My grandparents lived off that land. And their grandparents before them. And they lived well, and here we are. It's good land, olives, grapes - you know that. All that I ask is that we try. I know it doesn't make money, but half of it isn't even rented and the rest is run down. If we go and live there, repair the house and plant the right crops...

It wasn't a movie, so she made some concessions. She would have preferred to rent out the flat in Madrid, but her younger children were still studying, so she made a deal with them. If they agreed to spend their summers in the country and work on the house, they could go on studying in the city and living there while she attended to the farm -- alone, or...

I'm with you, mom, the agricultural engineer said firmly. Count me in.

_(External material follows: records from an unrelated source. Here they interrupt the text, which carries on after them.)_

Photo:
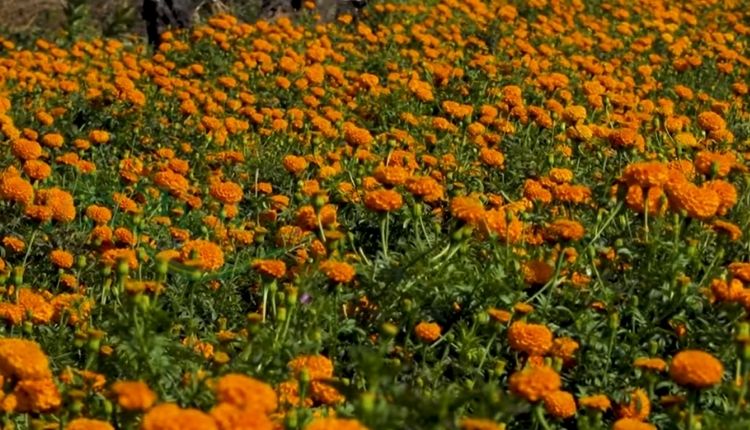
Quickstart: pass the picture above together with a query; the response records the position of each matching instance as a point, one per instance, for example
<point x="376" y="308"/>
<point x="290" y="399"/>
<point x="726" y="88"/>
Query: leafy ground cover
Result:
<point x="455" y="214"/>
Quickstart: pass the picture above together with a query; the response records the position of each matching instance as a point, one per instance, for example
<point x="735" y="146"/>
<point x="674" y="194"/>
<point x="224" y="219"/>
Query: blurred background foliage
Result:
<point x="27" y="20"/>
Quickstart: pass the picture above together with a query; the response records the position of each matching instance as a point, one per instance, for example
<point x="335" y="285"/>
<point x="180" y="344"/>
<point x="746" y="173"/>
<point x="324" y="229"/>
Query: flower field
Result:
<point x="449" y="214"/>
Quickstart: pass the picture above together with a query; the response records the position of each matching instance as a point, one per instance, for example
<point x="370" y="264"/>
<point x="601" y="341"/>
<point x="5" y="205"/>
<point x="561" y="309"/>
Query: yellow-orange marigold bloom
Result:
<point x="479" y="424"/>
<point x="632" y="424"/>
<point x="246" y="392"/>
<point x="17" y="190"/>
<point x="23" y="359"/>
<point x="317" y="366"/>
<point x="533" y="339"/>
<point x="294" y="164"/>
<point x="37" y="395"/>
<point x="537" y="272"/>
<point x="99" y="136"/>
<point x="533" y="383"/>
<point x="230" y="417"/>
<point x="564" y="229"/>
<point x="427" y="331"/>
<point x="133" y="395"/>
<point x="711" y="121"/>
<point x="696" y="369"/>
<point x="492" y="157"/>
<point x="637" y="407"/>
<point x="88" y="424"/>
<point x="99" y="214"/>
<point x="599" y="402"/>
<point x="270" y="268"/>
<point x="62" y="259"/>
<point x="228" y="193"/>
<point x="383" y="200"/>
<point x="202" y="254"/>
<point x="391" y="175"/>
<point x="720" y="163"/>
<point x="25" y="150"/>
<point x="467" y="209"/>
<point x="338" y="271"/>
<point x="169" y="416"/>
<point x="331" y="423"/>
<point x="560" y="404"/>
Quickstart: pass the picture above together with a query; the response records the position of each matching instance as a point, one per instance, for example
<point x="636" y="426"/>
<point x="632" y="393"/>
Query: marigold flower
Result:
<point x="246" y="392"/>
<point x="427" y="331"/>
<point x="632" y="424"/>
<point x="331" y="423"/>
<point x="383" y="200"/>
<point x="479" y="424"/>
<point x="88" y="424"/>
<point x="638" y="406"/>
<point x="599" y="402"/>
<point x="228" y="193"/>
<point x="696" y="369"/>
<point x="533" y="339"/>
<point x="338" y="271"/>
<point x="23" y="359"/>
<point x="270" y="268"/>
<point x="202" y="254"/>
<point x="133" y="395"/>
<point x="17" y="190"/>
<point x="533" y="383"/>
<point x="560" y="404"/>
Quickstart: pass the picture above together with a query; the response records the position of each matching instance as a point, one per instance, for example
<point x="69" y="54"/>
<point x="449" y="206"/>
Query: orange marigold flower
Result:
<point x="467" y="208"/>
<point x="338" y="271"/>
<point x="246" y="392"/>
<point x="169" y="416"/>
<point x="230" y="417"/>
<point x="317" y="366"/>
<point x="479" y="424"/>
<point x="294" y="164"/>
<point x="202" y="254"/>
<point x="427" y="331"/>
<point x="23" y="359"/>
<point x="383" y="200"/>
<point x="637" y="407"/>
<point x="17" y="190"/>
<point x="560" y="404"/>
<point x="62" y="259"/>
<point x="492" y="157"/>
<point x="25" y="150"/>
<point x="36" y="395"/>
<point x="565" y="229"/>
<point x="696" y="369"/>
<point x="391" y="175"/>
<point x="99" y="136"/>
<point x="330" y="423"/>
<point x="228" y="193"/>
<point x="537" y="272"/>
<point x="718" y="163"/>
<point x="632" y="424"/>
<point x="133" y="395"/>
<point x="599" y="402"/>
<point x="37" y="169"/>
<point x="533" y="383"/>
<point x="711" y="121"/>
<point x="14" y="244"/>
<point x="533" y="339"/>
<point x="270" y="268"/>
<point x="88" y="424"/>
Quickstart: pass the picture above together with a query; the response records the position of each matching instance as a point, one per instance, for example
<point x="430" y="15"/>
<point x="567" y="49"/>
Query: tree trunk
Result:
<point x="161" y="15"/>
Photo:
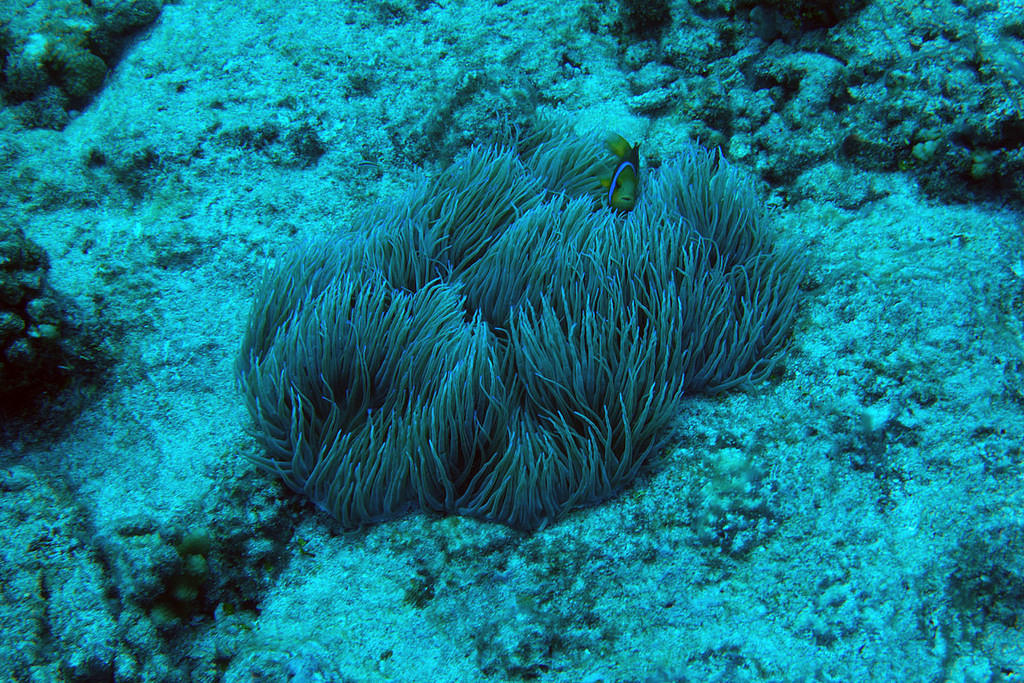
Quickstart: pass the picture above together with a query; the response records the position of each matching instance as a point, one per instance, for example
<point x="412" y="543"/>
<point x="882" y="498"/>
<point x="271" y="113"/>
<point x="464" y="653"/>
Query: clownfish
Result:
<point x="624" y="182"/>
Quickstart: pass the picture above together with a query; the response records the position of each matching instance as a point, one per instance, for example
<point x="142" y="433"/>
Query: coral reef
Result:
<point x="496" y="344"/>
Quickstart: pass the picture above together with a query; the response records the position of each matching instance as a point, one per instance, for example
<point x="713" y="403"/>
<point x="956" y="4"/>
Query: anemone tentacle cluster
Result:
<point x="498" y="344"/>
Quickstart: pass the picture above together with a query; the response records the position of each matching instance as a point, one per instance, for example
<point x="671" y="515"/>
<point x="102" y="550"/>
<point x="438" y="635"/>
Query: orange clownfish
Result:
<point x="624" y="183"/>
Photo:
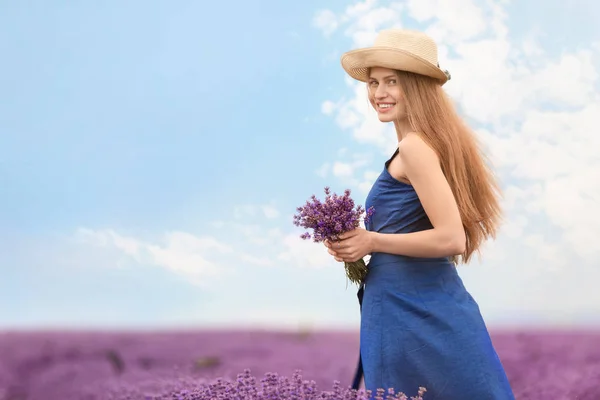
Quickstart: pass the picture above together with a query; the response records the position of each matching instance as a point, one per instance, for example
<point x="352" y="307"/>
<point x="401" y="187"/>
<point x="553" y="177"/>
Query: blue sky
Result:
<point x="152" y="154"/>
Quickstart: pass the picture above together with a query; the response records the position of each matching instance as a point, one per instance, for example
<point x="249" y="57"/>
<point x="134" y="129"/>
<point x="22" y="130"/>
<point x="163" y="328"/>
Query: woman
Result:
<point x="435" y="203"/>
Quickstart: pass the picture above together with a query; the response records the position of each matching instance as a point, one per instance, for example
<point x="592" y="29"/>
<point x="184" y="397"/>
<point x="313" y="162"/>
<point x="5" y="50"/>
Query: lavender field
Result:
<point x="96" y="365"/>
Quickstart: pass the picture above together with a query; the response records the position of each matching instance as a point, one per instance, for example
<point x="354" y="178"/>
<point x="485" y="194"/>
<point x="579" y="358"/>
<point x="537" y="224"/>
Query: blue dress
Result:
<point x="419" y="325"/>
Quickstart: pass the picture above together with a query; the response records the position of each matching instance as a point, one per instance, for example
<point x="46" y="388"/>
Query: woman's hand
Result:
<point x="352" y="245"/>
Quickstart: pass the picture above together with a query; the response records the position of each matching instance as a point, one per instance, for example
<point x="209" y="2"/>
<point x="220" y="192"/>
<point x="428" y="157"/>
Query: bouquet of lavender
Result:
<point x="331" y="218"/>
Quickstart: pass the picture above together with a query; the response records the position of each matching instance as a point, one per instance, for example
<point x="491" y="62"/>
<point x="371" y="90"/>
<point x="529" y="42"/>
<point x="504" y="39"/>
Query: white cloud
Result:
<point x="327" y="107"/>
<point x="326" y="21"/>
<point x="179" y="252"/>
<point x="270" y="211"/>
<point x="341" y="169"/>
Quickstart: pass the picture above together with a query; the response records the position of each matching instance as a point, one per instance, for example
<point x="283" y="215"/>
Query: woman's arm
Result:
<point x="447" y="238"/>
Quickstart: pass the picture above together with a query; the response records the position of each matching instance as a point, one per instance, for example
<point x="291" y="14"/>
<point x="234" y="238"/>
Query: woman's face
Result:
<point x="385" y="94"/>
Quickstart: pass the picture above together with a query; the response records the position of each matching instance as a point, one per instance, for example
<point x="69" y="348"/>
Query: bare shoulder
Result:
<point x="416" y="154"/>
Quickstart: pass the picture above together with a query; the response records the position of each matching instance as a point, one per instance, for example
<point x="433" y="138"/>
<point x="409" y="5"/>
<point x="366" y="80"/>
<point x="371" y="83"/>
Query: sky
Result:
<point x="152" y="155"/>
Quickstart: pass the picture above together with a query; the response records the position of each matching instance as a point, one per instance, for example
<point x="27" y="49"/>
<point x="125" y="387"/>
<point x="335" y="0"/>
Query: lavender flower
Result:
<point x="331" y="218"/>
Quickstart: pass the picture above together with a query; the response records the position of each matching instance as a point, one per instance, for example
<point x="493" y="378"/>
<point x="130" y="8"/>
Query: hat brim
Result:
<point x="357" y="63"/>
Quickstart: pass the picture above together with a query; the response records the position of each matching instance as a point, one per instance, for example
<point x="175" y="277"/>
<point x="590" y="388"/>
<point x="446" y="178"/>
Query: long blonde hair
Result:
<point x="432" y="115"/>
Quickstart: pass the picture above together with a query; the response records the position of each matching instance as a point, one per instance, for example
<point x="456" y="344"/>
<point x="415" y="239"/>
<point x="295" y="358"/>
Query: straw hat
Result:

That conversation had taken place a year-and-a-half ago. Since then they had all worked, hard, turning the dilapidated property she inherited back into a working farm, which must soon begin to turn a profit, because they had just achieved the miracle of getting a loan on next year's harvest. Her elder son, tanned by the wind and sun, with muscles that he didn't seem to have when they came to live here, said it was his mother's doing; but she knew that if she had been there alone, all her marketing know-how would have been quite useless. He had been at her side in the long nights of the first winter, when they huddled by the fireplace with a paper and pencil, working out numbers, and never said a word about installing heating, until the figures added up. It had been hard. The house was old and drafty, it was very cold in the village; she knew nothing of agriculture, he knew nothing of finances, and neither of the two knew exactly what they were doing there, why they had turned this movie into something real. But at the worst times, the son asked his mother to bring out the album and, huddled in blankets, they looked at old photos, Great-Grandmother María, Granny Ramona, Uncle Vicente... Those images, the names and stories that went with them, gave them just enough strength to wonder in silence: If they could manage... why can't we?

They managed. While she showed out the men who had just installed the radiators, she went over her schedule in her mind, remembering that she had to meet an exporter who had suggested marketing her marmalades in Scandinavia, and she smiled like a village idiot.